How to judge that it is done? Well, I mostly went off time and taste. Six months or so was a good stopping point and what Shih and Umansky recommend in Koji Alchemy. This was when I strained the mixture and then passed the liquid through layers of cheesecloth. To ensure it does not keep fermenting, I sterilized the soy sauce. I sealed it in a bag and heated and put in a circulating water bath held at 195F (90C) for 2 hours.
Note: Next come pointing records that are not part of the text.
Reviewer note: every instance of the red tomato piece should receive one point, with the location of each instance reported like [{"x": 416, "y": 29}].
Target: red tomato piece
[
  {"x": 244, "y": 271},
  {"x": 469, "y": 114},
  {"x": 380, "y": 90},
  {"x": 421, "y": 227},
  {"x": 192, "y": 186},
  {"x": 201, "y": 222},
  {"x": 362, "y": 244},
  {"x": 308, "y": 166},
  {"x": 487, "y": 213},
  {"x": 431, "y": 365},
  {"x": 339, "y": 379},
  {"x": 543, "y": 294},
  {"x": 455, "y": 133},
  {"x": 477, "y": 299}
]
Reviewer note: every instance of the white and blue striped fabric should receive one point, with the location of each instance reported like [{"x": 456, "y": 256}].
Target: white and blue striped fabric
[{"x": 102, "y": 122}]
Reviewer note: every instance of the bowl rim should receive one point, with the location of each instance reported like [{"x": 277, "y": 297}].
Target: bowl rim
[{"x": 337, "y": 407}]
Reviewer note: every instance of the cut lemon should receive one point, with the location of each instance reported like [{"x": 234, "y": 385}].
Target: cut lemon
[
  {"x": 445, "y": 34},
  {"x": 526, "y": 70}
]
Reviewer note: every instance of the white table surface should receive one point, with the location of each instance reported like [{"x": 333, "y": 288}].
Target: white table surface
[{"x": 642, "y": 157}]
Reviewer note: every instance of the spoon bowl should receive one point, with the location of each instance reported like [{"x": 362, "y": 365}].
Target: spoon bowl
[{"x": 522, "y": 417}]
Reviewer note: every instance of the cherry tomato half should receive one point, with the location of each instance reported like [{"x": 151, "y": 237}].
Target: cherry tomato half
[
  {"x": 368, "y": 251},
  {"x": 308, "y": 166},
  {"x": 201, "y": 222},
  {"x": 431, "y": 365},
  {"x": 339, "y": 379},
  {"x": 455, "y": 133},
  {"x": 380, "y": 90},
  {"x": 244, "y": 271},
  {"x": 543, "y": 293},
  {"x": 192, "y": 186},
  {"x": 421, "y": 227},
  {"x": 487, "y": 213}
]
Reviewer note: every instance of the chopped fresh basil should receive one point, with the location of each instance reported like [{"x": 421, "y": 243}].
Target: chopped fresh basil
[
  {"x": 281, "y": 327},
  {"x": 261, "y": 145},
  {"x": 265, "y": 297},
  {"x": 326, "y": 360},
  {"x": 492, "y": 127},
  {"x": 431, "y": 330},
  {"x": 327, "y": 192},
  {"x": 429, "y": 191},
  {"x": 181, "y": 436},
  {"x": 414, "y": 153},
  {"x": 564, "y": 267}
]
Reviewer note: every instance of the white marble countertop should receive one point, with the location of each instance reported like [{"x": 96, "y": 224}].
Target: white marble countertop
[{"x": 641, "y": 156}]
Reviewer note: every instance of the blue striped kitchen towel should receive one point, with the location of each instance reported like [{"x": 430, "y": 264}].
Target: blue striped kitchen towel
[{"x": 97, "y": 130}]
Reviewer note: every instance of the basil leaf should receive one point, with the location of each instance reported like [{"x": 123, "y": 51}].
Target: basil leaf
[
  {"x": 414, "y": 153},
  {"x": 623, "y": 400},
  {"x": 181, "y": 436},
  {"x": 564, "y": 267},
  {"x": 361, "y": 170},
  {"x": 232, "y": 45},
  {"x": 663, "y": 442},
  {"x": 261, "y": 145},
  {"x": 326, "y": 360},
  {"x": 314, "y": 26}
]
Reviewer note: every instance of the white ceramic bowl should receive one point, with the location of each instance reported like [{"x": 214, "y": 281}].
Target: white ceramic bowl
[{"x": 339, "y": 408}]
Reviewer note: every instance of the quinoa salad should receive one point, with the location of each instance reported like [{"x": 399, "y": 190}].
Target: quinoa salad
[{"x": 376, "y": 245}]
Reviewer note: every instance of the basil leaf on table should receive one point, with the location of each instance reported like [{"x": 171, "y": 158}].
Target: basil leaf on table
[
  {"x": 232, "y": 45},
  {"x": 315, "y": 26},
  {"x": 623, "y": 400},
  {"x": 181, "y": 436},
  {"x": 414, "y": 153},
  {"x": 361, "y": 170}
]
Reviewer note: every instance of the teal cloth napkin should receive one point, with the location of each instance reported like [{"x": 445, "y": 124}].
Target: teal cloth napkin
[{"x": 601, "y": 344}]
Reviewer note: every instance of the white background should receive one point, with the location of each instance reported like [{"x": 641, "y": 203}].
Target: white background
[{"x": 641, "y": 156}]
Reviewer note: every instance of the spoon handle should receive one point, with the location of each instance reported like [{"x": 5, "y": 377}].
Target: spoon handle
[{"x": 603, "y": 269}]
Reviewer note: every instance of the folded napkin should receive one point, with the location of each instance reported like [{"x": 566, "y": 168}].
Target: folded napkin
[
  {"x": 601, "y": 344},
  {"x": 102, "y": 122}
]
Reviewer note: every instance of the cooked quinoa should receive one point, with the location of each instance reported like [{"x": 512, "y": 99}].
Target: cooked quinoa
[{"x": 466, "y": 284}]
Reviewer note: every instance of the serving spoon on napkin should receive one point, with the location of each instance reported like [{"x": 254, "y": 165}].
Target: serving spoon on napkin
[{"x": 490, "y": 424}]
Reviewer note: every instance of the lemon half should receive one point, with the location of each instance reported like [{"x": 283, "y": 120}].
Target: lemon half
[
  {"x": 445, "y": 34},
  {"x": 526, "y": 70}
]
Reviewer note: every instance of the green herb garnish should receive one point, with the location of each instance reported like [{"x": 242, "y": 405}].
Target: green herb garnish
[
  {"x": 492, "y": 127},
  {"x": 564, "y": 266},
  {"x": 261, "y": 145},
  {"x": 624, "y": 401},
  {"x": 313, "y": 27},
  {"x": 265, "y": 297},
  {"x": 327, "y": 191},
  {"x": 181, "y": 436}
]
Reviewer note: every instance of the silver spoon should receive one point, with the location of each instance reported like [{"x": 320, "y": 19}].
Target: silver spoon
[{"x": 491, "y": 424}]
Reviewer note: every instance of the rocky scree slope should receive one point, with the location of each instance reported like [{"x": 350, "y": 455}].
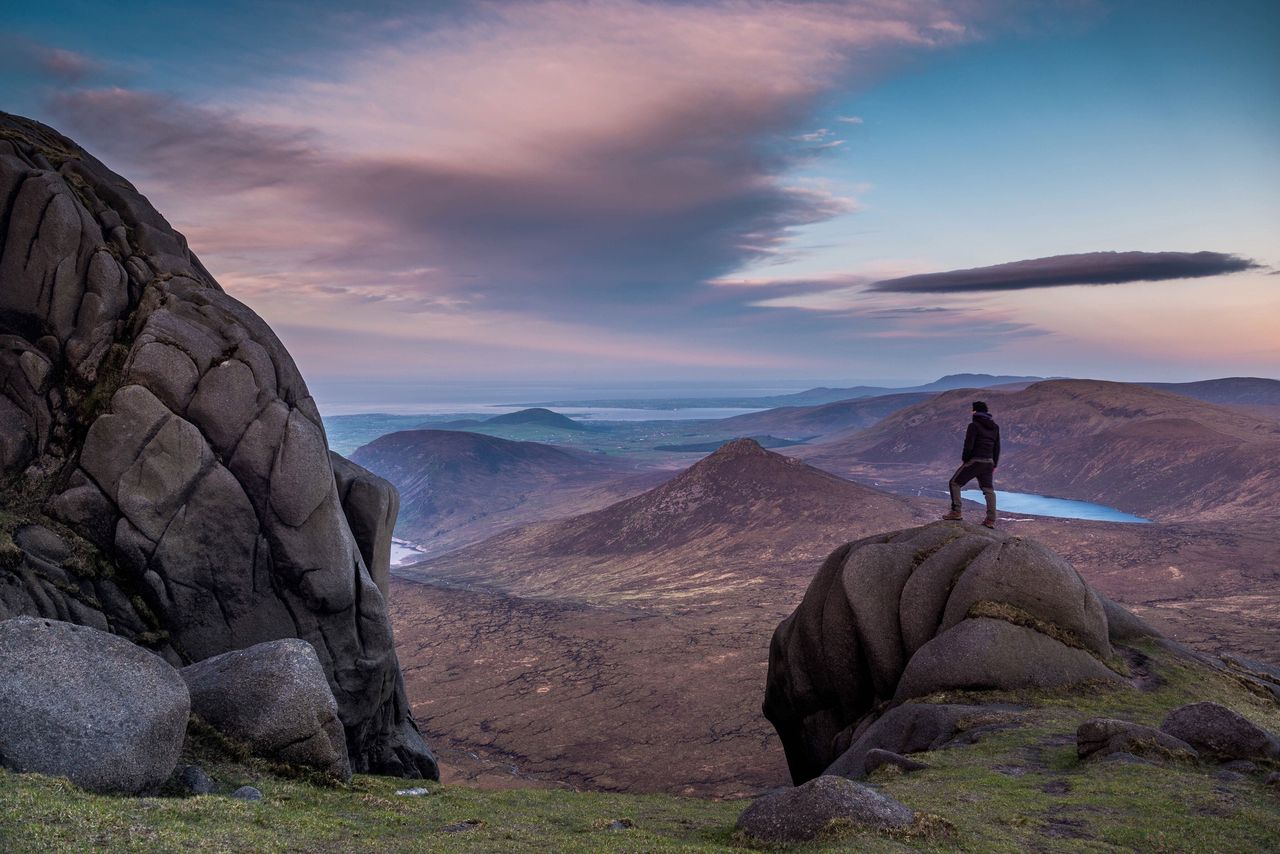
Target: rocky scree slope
[{"x": 167, "y": 474}]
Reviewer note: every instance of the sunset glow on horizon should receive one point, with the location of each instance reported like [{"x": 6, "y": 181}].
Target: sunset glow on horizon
[{"x": 718, "y": 190}]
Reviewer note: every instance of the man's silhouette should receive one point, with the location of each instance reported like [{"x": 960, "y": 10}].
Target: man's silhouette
[{"x": 979, "y": 460}]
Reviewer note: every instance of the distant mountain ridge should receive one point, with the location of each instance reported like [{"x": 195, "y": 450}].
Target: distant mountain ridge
[
  {"x": 809, "y": 397},
  {"x": 458, "y": 487},
  {"x": 538, "y": 415},
  {"x": 699, "y": 534},
  {"x": 1144, "y": 451}
]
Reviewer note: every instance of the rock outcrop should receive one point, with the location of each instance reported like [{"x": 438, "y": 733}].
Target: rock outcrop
[
  {"x": 821, "y": 807},
  {"x": 1217, "y": 731},
  {"x": 274, "y": 699},
  {"x": 1101, "y": 736},
  {"x": 904, "y": 615},
  {"x": 88, "y": 706},
  {"x": 167, "y": 470}
]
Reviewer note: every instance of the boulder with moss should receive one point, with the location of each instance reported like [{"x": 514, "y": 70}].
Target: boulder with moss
[
  {"x": 904, "y": 615},
  {"x": 88, "y": 706},
  {"x": 159, "y": 430}
]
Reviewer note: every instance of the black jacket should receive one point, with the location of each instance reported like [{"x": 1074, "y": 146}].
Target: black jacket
[{"x": 982, "y": 439}]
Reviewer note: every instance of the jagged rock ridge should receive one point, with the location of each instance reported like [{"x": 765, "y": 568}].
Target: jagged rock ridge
[{"x": 167, "y": 470}]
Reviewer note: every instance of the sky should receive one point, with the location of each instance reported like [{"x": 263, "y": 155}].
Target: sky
[{"x": 699, "y": 191}]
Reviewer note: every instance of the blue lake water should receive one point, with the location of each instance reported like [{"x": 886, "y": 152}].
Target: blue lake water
[{"x": 1025, "y": 502}]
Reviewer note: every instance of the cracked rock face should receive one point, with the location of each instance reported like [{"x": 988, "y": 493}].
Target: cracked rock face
[
  {"x": 937, "y": 608},
  {"x": 167, "y": 471}
]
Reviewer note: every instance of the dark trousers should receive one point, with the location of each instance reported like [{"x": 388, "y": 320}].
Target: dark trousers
[{"x": 983, "y": 471}]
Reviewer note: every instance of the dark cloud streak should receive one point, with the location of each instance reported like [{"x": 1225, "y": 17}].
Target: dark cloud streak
[{"x": 1061, "y": 270}]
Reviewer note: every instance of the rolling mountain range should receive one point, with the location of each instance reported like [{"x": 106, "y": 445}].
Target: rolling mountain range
[
  {"x": 796, "y": 421},
  {"x": 723, "y": 524},
  {"x": 458, "y": 488},
  {"x": 1144, "y": 451}
]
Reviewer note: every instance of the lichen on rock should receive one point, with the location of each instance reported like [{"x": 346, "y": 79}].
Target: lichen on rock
[{"x": 163, "y": 433}]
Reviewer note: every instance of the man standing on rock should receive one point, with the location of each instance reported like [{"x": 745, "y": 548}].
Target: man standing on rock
[{"x": 979, "y": 460}]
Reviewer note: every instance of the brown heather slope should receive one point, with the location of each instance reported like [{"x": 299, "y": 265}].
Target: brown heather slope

The initial shoyu flavor I would describe it as mostly like koji with salt and some umami in the background. Not bad, just felt like all my mistakes did not allow for this process to do its thing. It was also pretty beige in color. Not what I expected. So, I did more research on the web and watched a couple of YouTube videos. It really should be allowed to age and then see how it develops. Also, exposing the bottles to the sun will darken the color and also impact the flavor. I did just that. Left the bottles by the window sill for a few weeks and sure enough, they do gradually darken. Not pitch black soy sauce color but more of deep brown. With age the flavor really came into balance. The saltiness is of course there, but also really nice savory notes, some sweetness in the end and a wonderful aroma when you open the bottle.
I use it mostly as a “finishing” sauce or when I really want to let it shine as a flavor. One great example is in a tuna or salmon poke bowl. I can use far more of my shoyu than the recipe asks for and it does not overwhelm the fish. I also love drizzling on bowls of rice when I make katsu and it really works as a topping (along with green onions, garlic, ginger) for grilled steak. Speaking of sauces, I’ve been adding it to anything from salad dressing to red wine butter sauce to Hollandaise. Anywhere where you need a hit of savory complexity and some salt, add that shoyu.

This post feels like it is getting pretty long already. So, to wrap up, I’ll learn from the mistakes of the first shoyu try and hopefully get a better product with less fuss.